Mr. Spencer,
Now that I'm in college do I get to call you John? I like how that sounds. Hey John, I think you're being too hard on yourself. I know you spoke at conferences and led trainings and all of that. I think you're afraid that people might consider you a phony. You mentioned that you get impatient. You talk about having projects that failed. However, you are not Gilderoy Lockhart and you never were. You never pretended to be anything more than you were. You were a humble teacher. I remember you saying that sometimes you get angry and sometimes you shame kids and all of that. But I never saw that. You were Lupin, teaching us the defense against the dark arts (in our case AIMS and shallow thinking) and letting us see the boogie man was a boggart. You knew that there was the werewolf inside of you, but you were teaching us well and fighting for the Order of Phoenix. That was you, helping us see that from the ashes something healing can happen. Thanks.
I re-read the e-mail. I still have moments when I feel like a fraud. I still feel like I get impatient. I've had times a few years back when I yelled. But maybe he's right. Maybe I'm not a phony, because I've apologized.
A student stops by this morning and asks if we can talk about a math word problem from yesterday.
"Mr. Spencer, I think it was an unfair problem," he says nervously.
"Why's that?"
"Well, I'm a 49ers fan, too. However, asking us to compare the passing percentage of Rodgers and Smith wasn't fair. The Niners have the best defense in the league and the Packers have no defense at all."
I nod my head and say, "You're right. I wrote a bad problem. You're absolutely right. I'm sorry."
"Thanks," he says.
That interaction has me thinking of the e-mail from this morning. Maybe I'm not Gilderoy Lockhart. I think again about Professor Remus Lupin. He was humble and grateful and approachable as a teacher. He made class interactive and meaningful. Students saw that the subject mattered while he taught it. If that's how a former student sees me, I can't think of too many better compliments.

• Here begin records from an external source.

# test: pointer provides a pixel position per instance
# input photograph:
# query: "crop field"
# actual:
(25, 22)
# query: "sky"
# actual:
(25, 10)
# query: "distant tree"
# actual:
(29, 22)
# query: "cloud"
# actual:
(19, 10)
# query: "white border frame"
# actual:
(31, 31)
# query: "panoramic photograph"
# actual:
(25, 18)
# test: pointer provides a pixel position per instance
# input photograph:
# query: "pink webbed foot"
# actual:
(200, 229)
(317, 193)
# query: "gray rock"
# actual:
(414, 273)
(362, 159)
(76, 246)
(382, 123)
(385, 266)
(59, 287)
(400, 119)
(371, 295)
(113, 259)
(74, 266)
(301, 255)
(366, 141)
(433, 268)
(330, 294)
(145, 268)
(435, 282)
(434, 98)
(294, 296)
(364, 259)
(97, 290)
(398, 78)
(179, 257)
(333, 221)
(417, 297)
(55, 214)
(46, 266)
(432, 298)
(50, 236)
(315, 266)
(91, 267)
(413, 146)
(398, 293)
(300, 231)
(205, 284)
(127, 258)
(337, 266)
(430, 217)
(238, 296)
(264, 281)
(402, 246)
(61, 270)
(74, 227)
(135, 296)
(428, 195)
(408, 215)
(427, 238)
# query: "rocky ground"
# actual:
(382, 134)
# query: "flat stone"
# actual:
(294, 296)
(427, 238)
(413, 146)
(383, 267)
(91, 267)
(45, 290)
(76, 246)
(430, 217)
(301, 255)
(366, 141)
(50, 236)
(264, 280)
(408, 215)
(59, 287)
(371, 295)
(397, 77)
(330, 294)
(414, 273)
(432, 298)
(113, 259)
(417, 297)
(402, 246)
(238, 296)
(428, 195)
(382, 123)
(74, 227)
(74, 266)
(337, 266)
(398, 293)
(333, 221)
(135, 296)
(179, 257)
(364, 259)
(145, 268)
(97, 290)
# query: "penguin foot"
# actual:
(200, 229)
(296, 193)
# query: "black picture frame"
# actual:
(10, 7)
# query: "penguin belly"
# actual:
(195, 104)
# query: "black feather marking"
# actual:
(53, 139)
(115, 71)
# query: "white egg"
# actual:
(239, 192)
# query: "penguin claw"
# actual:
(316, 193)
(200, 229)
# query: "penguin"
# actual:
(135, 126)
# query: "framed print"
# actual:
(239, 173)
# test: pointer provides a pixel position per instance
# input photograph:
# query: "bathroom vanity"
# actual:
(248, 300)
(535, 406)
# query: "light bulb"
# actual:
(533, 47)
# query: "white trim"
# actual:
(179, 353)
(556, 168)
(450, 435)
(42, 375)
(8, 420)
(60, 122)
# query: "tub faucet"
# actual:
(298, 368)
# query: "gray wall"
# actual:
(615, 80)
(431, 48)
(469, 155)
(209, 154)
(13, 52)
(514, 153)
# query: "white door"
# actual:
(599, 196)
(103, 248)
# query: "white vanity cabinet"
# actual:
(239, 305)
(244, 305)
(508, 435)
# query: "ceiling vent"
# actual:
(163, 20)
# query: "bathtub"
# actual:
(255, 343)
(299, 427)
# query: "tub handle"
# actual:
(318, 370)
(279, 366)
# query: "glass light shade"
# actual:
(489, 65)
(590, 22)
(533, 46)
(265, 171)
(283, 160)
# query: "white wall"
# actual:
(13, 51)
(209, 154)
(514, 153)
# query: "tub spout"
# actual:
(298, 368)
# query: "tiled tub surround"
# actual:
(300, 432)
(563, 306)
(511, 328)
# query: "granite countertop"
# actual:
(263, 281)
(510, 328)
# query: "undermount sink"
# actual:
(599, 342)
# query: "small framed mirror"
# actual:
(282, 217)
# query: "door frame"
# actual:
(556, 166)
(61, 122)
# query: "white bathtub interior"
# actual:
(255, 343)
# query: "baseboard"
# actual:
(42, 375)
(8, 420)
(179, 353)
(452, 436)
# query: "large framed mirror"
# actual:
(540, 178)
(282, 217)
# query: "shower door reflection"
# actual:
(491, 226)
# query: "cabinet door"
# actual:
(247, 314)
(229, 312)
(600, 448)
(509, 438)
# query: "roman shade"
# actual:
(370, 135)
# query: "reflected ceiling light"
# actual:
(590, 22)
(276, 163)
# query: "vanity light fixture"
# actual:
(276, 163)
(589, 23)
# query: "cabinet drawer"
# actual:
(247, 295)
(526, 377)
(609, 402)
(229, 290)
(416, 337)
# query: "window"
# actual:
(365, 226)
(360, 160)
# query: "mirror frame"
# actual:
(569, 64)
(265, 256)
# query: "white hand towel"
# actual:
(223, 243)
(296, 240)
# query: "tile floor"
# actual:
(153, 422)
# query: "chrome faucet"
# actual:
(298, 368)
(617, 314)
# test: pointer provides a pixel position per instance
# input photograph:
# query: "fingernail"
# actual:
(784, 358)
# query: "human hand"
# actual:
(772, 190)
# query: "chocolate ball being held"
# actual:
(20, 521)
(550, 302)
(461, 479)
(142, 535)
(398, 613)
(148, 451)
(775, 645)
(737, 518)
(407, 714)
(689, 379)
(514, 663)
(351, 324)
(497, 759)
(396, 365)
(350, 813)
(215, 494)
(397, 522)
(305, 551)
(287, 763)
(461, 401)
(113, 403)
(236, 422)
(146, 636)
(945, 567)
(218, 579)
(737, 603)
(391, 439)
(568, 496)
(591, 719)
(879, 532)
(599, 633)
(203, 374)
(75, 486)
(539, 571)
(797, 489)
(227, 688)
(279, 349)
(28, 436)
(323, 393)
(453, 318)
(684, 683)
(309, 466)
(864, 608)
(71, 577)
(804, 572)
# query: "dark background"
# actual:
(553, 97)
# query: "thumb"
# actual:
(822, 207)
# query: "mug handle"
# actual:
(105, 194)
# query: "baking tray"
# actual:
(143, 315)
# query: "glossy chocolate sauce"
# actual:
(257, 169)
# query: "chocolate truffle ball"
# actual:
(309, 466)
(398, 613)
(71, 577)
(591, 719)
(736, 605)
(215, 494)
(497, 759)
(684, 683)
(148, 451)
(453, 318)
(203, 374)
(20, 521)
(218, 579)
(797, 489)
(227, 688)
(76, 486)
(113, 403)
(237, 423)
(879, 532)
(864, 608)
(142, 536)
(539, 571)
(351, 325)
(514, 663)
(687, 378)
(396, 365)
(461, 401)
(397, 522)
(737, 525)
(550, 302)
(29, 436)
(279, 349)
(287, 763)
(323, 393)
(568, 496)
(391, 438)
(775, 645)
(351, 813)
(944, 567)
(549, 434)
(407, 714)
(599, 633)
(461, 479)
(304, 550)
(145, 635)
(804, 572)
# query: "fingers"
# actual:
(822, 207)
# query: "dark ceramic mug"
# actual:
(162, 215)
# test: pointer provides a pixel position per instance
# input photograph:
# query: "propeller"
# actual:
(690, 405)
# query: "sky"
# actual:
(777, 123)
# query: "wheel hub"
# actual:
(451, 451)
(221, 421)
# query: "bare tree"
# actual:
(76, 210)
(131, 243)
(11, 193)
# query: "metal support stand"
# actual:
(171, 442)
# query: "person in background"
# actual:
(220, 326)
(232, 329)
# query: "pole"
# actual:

I hate to admit that I need that affirmation. A part of me wants to say I can see myself objectively. However, I can't. Up until this week, I saw myself as just treading water. Now I realize that I'm swimming and that I'm loving it. I don't have to be perfect. I don't have to wear a mask. I'm doing okay and I'm having a blast in the process.
It's good to be back.
photo credit: andy castro via photo pin cc

Reminds me of my own reflections.
ReplyDeletehttp://beyondcatsandangrybirds.blogspot.com/2012/05/from-ballet-to-rocket-science-and-back.html
As learning advocates, we are artists!
Thanks for the link!
DeleteIf you need students to tell you that you are a good teacher, you're listening to the wrong people.
ReplyDeleteWho should I be listening to?
DeleteAre you even a teacher? Getting positive feedback like this from a student you really respect is an amazing compliment. I always look at a message from a student when I get a difficult class or have an altercation with a negative student and remember that some people appreciate the job I do. Who better to tell you you are doing a good job than the people who sit in front of you every day for a year.
DeleteThat was very sweet of your ex-student. More remarkable was that he used analogies using Harry Potter, which you like (don't we all?). But perhaps most remarkable of all was that he bothered to email you his thoughts and affirmations. Now, if only more people did that, more people would be happy, no?
ReplyDeleteI'm pretty sure you didn't say Lupin when you wondered which Hogwarts' professor you saw yourself as....not that I remember perfectly!
Pretty cool. I think the cool part of social media is that students can see what their former teachers are into (in this case Harry Potter). It was a great analogy.
DeleteIt certainly has me thinking about affirmation and how we need it as humans.
Mary, the angels, and the saints who were not martyrs. White vestments are also worn on the Solemnity of St. Joseph, and the Feasts of All Saints, St. John the Baptist, St. John the Evangelist, the Chair of St. Peter, and the Conversion of St. Paul. White may also be used for Masses of Christian Burial and Masses for the Dead to signify the resurrection of Jesus.
ReplyDeletedeacon shirts
Another reason is that black vestments are worn for funerals and black represents the color of death.
ReplyDeletereligious vestments
How likely is it that we will face something that will change out lives so much that we will need these things.